Per questo motivo, all’inizio del corso,ho anche pensato”forse avrei potuto continuare a praticare yoga con la mia insegnante, o per conto mio, senza prendermi questo impegno di imparare tutte queste tecniche e i termini in sanscrito,complicatissimi da memorizzare!”
Invece più passava il tempo, più familiarizzavo con questo mondo dello yoga e più scoprivo quanto mi rendeva serena, equilibrata e anche molto incentivata ad approfondire. Ho portato lo yoga nella mia vita e ho voluto farlo nel modo più completo, imparando a diventare io stessa un’insegnante:ascolto e osservo, studio,leggo e pratico, lo faccio come allieva e allo stesso tempo cerco di farlo già come un’insegnante deve essere in grado di farlo, con precisione e competenze adeguate, sotto la guida di chi è già insegnante da molti anni.

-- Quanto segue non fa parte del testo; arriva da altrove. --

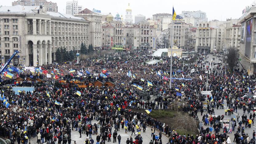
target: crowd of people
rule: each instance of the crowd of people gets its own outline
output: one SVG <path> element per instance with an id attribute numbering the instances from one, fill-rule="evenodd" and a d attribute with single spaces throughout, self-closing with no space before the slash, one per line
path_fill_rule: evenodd
<path id="1" fill-rule="evenodd" d="M 215 108 L 224 109 L 225 100 L 227 105 L 223 109 L 223 114 L 226 111 L 228 114 L 232 114 L 238 108 L 245 109 L 247 114 L 251 114 L 248 117 L 245 114 L 231 120 L 232 130 L 237 130 L 234 141 L 255 143 L 255 132 L 254 136 L 250 137 L 245 132 L 246 128 L 249 128 L 254 125 L 255 114 L 251 109 L 255 102 L 252 98 L 243 99 L 242 97 L 245 93 L 254 92 L 256 75 L 248 75 L 246 71 L 240 70 L 238 62 L 232 72 L 225 73 L 222 63 L 218 63 L 216 67 L 207 67 L 214 62 L 208 61 L 208 55 L 203 54 L 199 56 L 195 62 L 196 66 L 184 67 L 181 72 L 178 72 L 180 71 L 178 69 L 181 69 L 183 62 L 194 56 L 173 57 L 173 65 L 176 69 L 170 72 L 170 58 L 162 58 L 162 62 L 154 64 L 143 64 L 145 60 L 153 58 L 145 56 L 147 52 L 111 53 L 101 58 L 80 61 L 79 64 L 74 62 L 44 65 L 34 72 L 30 69 L 34 68 L 32 67 L 24 68 L 24 70 L 19 72 L 10 71 L 14 76 L 10 78 L 2 76 L 0 83 L 6 87 L 0 93 L 3 102 L 0 110 L 0 136 L 6 139 L 7 144 L 26 144 L 30 138 L 34 138 L 38 144 L 70 144 L 71 140 L 77 140 L 72 138 L 71 132 L 77 131 L 80 138 L 82 134 L 86 135 L 86 144 L 116 142 L 117 138 L 119 144 L 121 139 L 126 138 L 127 144 L 141 144 L 145 143 L 143 140 L 148 138 L 142 138 L 141 133 L 146 132 L 148 129 L 151 130 L 148 135 L 151 135 L 152 139 L 150 144 L 229 144 L 231 142 L 229 130 L 221 129 L 221 121 L 226 114 L 221 116 L 214 116 Z M 218 58 L 213 60 L 221 60 L 214 59 Z M 193 74 L 190 72 L 192 68 L 196 70 Z M 211 72 L 208 76 L 208 86 L 204 82 L 207 78 L 206 70 Z M 171 74 L 173 78 L 181 78 L 173 79 L 170 89 L 168 78 Z M 50 78 L 47 76 L 48 74 Z M 18 77 L 24 80 L 17 81 Z M 28 78 L 40 78 L 44 82 L 38 84 Z M 61 81 L 62 80 L 67 84 Z M 69 83 L 71 81 L 93 84 L 86 88 L 79 88 Z M 103 83 L 110 81 L 115 86 L 94 86 L 93 82 L 97 81 Z M 140 94 L 142 90 L 138 86 L 148 94 L 152 93 L 153 87 L 149 86 L 148 81 L 160 94 L 155 99 L 146 98 Z M 34 90 L 20 91 L 18 94 L 15 94 L 12 89 L 13 87 L 32 86 L 35 86 Z M 211 91 L 211 95 L 199 95 L 206 87 Z M 182 91 L 184 92 L 181 96 L 177 94 Z M 168 110 L 168 105 L 178 100 L 189 106 L 179 108 L 180 110 L 190 113 L 196 119 L 198 112 L 203 114 L 202 102 L 209 102 L 206 108 L 207 114 L 204 114 L 202 120 L 205 126 L 199 128 L 198 134 L 178 134 L 175 128 L 135 109 Z M 10 104 L 7 106 L 6 102 Z M 206 128 L 207 125 L 210 126 Z M 118 134 L 120 131 L 131 133 L 132 135 L 122 137 Z M 168 141 L 162 141 L 162 133 L 169 137 Z M 132 137 L 133 134 L 135 137 Z M 94 135 L 97 135 L 96 139 L 92 138 Z"/>

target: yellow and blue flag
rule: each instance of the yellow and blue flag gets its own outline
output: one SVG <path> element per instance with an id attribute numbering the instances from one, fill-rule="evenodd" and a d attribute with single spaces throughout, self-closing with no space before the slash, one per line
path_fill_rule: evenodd
<path id="1" fill-rule="evenodd" d="M 172 7 L 172 20 L 175 21 L 176 20 L 176 12 L 174 10 L 174 8 Z"/>
<path id="2" fill-rule="evenodd" d="M 25 126 L 25 128 L 24 128 L 24 132 L 23 134 L 25 134 L 27 132 L 27 126 Z"/>
<path id="3" fill-rule="evenodd" d="M 11 78 L 13 76 L 13 74 L 10 73 L 8 73 L 7 71 L 6 71 L 4 73 L 4 75 L 5 77 Z"/>
<path id="4" fill-rule="evenodd" d="M 135 76 L 134 74 L 132 74 L 132 77 L 134 78 L 136 78 L 136 76 Z"/>
<path id="5" fill-rule="evenodd" d="M 9 107 L 9 106 L 10 105 L 10 104 L 9 103 L 9 102 L 7 102 L 5 104 L 5 107 L 6 108 L 8 108 Z"/>
<path id="6" fill-rule="evenodd" d="M 176 95 L 177 96 L 182 96 L 182 94 L 181 93 L 176 92 Z"/>
<path id="7" fill-rule="evenodd" d="M 69 71 L 69 72 L 70 73 L 74 73 L 74 72 L 75 72 L 76 71 L 76 70 L 73 69 L 70 70 Z"/>
<path id="8" fill-rule="evenodd" d="M 54 103 L 55 104 L 55 105 L 60 105 L 60 103 L 58 102 L 57 102 L 57 101 L 56 101 L 56 100 L 55 101 L 55 102 L 54 102 Z"/>
<path id="9" fill-rule="evenodd" d="M 79 95 L 79 96 L 81 96 L 81 94 L 82 94 L 81 93 L 81 92 L 80 92 L 78 90 L 76 92 L 76 94 Z"/>
<path id="10" fill-rule="evenodd" d="M 153 84 L 151 82 L 150 82 L 149 81 L 148 81 L 148 82 L 147 82 L 147 85 L 148 86 L 153 86 Z"/>
<path id="11" fill-rule="evenodd" d="M 138 85 L 137 86 L 137 88 L 139 90 L 142 90 L 143 89 L 143 88 L 141 86 L 139 86 Z"/>
<path id="12" fill-rule="evenodd" d="M 137 85 L 135 84 L 135 83 L 134 83 L 132 85 L 134 87 L 137 87 Z"/>
<path id="13" fill-rule="evenodd" d="M 152 111 L 152 110 L 146 110 L 145 111 L 146 111 L 146 112 L 148 114 L 149 114 L 150 112 L 151 112 L 151 111 Z"/>
<path id="14" fill-rule="evenodd" d="M 50 94 L 49 93 L 49 92 L 47 92 L 47 94 L 46 94 L 46 95 L 47 96 L 48 96 L 48 98 L 50 98 Z"/>

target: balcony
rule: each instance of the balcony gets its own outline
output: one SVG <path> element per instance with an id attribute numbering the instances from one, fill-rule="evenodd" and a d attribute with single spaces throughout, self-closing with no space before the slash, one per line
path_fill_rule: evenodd
<path id="1" fill-rule="evenodd" d="M 149 46 L 149 43 L 141 43 L 140 45 Z"/>

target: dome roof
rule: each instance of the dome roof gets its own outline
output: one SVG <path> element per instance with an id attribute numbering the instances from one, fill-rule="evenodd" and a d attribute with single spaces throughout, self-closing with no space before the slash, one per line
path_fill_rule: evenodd
<path id="1" fill-rule="evenodd" d="M 107 17 L 113 17 L 113 18 L 114 17 L 113 16 L 113 15 L 111 14 L 111 13 L 110 13 L 109 14 L 107 15 Z"/>
<path id="2" fill-rule="evenodd" d="M 128 3 L 128 6 L 127 7 L 127 8 L 126 8 L 126 10 L 131 10 L 131 11 L 132 9 L 131 8 L 131 7 L 130 7 L 130 3 Z"/>

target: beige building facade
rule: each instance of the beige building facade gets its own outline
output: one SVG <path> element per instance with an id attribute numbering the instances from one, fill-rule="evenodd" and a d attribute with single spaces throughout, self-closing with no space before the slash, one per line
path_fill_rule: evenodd
<path id="1" fill-rule="evenodd" d="M 21 0 L 12 2 L 12 6 L 40 6 L 44 5 L 48 11 L 58 12 L 57 3 L 46 0 Z"/>
<path id="2" fill-rule="evenodd" d="M 0 12 L 2 63 L 20 50 L 19 58 L 14 57 L 11 64 L 50 64 L 58 48 L 78 51 L 82 42 L 88 44 L 90 22 L 81 18 L 38 6 L 2 6 Z"/>

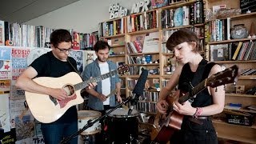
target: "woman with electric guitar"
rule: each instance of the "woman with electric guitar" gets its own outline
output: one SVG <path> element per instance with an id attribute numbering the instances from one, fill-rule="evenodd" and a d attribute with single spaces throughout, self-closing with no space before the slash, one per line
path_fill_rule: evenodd
<path id="1" fill-rule="evenodd" d="M 174 32 L 167 40 L 166 47 L 174 51 L 178 66 L 166 87 L 160 92 L 160 98 L 156 108 L 162 114 L 166 114 L 168 124 L 172 131 L 170 135 L 170 143 L 207 143 L 217 144 L 218 138 L 210 116 L 219 114 L 223 110 L 225 90 L 223 86 L 202 86 L 194 93 L 202 80 L 222 71 L 222 67 L 214 62 L 208 62 L 199 54 L 199 39 L 188 29 L 181 29 Z M 203 83 L 202 83 L 203 84 Z M 168 101 L 168 96 L 173 89 L 178 85 L 178 90 L 173 97 L 174 102 Z M 200 86 L 202 82 L 200 83 Z M 203 85 L 202 85 L 203 86 Z M 202 86 L 201 86 L 202 87 Z M 194 95 L 195 94 L 195 95 Z M 184 96 L 184 98 L 178 98 Z M 167 99 L 166 99 L 167 98 Z M 189 99 L 187 101 L 187 99 Z M 167 110 L 168 109 L 168 110 Z M 172 119 L 172 116 L 179 115 Z M 181 121 L 180 124 L 176 122 Z M 165 134 L 165 132 L 162 132 Z M 158 134 L 154 141 L 166 143 Z"/>

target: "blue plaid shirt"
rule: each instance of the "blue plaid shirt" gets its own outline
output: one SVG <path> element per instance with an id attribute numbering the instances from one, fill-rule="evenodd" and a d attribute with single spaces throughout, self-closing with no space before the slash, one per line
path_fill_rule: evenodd
<path id="1" fill-rule="evenodd" d="M 117 66 L 114 62 L 112 61 L 107 61 L 107 63 L 109 64 L 110 72 L 117 70 Z M 85 68 L 85 70 L 82 72 L 82 78 L 83 79 L 88 80 L 90 77 L 95 78 L 98 76 L 100 76 L 101 70 L 98 66 L 98 59 L 96 59 L 94 62 L 90 63 L 87 65 Z M 115 84 L 119 82 L 119 76 L 118 75 L 114 75 L 110 77 L 110 90 L 114 90 L 115 87 Z M 94 87 L 94 90 L 102 94 L 102 82 L 98 82 L 97 86 Z M 115 102 L 115 97 L 112 95 L 110 96 L 110 106 L 115 106 L 116 102 Z M 102 110 L 103 108 L 103 102 L 98 98 L 89 94 L 89 101 L 88 101 L 88 106 L 96 110 Z"/>

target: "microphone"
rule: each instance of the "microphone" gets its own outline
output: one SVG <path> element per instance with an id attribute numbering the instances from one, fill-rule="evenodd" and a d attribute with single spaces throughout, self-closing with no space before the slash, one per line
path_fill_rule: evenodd
<path id="1" fill-rule="evenodd" d="M 133 97 L 130 101 L 130 106 L 128 110 L 128 115 L 130 115 L 131 112 L 133 111 L 134 105 L 138 103 L 139 96 L 143 94 L 143 90 L 145 87 L 145 83 L 148 75 L 148 70 L 142 68 L 142 74 L 139 76 L 139 78 L 134 86 L 133 90 Z"/>

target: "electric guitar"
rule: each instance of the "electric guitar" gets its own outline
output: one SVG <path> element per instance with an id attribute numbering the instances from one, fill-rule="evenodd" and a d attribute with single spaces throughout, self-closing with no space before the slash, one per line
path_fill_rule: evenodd
<path id="1" fill-rule="evenodd" d="M 194 95 L 206 89 L 207 86 L 217 87 L 221 85 L 235 82 L 238 81 L 238 67 L 236 65 L 213 74 L 194 87 L 191 92 L 181 94 L 178 98 L 178 102 L 181 104 L 184 103 L 186 101 L 192 98 Z M 162 115 L 158 113 L 155 117 L 151 132 L 151 140 L 154 142 L 166 143 L 170 141 L 175 130 L 181 130 L 184 115 L 173 110 L 172 104 L 174 99 L 172 97 L 167 97 L 166 98 L 166 102 L 170 106 L 167 110 L 169 112 L 169 114 L 167 113 L 168 115 Z M 161 117 L 164 118 L 160 119 Z"/>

Ogni volta che termina il week-end mensile del corso formazione mi porto a casa un bagaglio di conoscenze incredibile e soprattutto torno a casa con una carica di energia che mi convince di aver fatto la scelta giusta, di aver trovato un gruppo di compagni formidabile e affiatato con il quale mi sento in armonia, libera di sperimentare le tecniche acquisite, forte del loro appoggio e confronto. Attendo l’inizio del secondo anno cercando di non farmi prendere dall’ansia della prestazione e dell’esame finale, spero di essere al”altezza di entrare a far parte di un nuovo gruppo di insegnanti di yoga, trovare il mio metodo, il mio stile.

Ringrazio Irina e gli insegnanti che l’hanno affiancata in questo percorso di formazione, devo a loro tutte le mie nuove conoscenze e gli sono grata per l’entusiasmo che hanno trasmesso durante le loro lezioni.